Using the model you will then predict whether some sequences are genes are not. The sequences are only pieces of DNA and do not contain the usual stop and stop sequences.
You should turn in the code (remember to concatenating all *.java files into one *.java file or zip them) and the output of the program in a separate *.doc file.
- First output: the model

To build the model you will read in sequences in fasta format. From this data you should compute the third-order statistics, i.e. frequency of each of the 64 codons, or triple of nucleotides. In building this model you are given the correct reading frame. Your program should output these frequencies in a readable way, for example:
aaa 16
aac 21 etc.
- Second output: the predictions of the Model on the strings used to build the model.

To score a sequence versus the model compute the correlation of the codon distributions. More specifically let x be the codon frequencies of the model and y codon frequencies of the string. Each of these is a length 64 vector. The correlation of x and y is x dot y/ squareRoot((x dot x) * (y dot y)). Dot is the inner product of two vectors.

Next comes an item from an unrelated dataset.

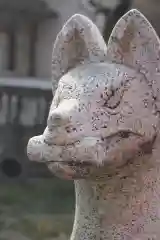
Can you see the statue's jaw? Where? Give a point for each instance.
(91, 157)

Did you notice anything unusually in the output?
- Third output:
On masterhit there will five sequences, Unknowns.txt in fasta format. Give the scores relative to your model for each sequence. Since the reading frame is not known for the sequence, you need to compute the score for each reading frame. You need not compute the scores for the reverse complement, so only three reading frames need to be consider. From these scores, identify which sequences are likely to be genes and which are not.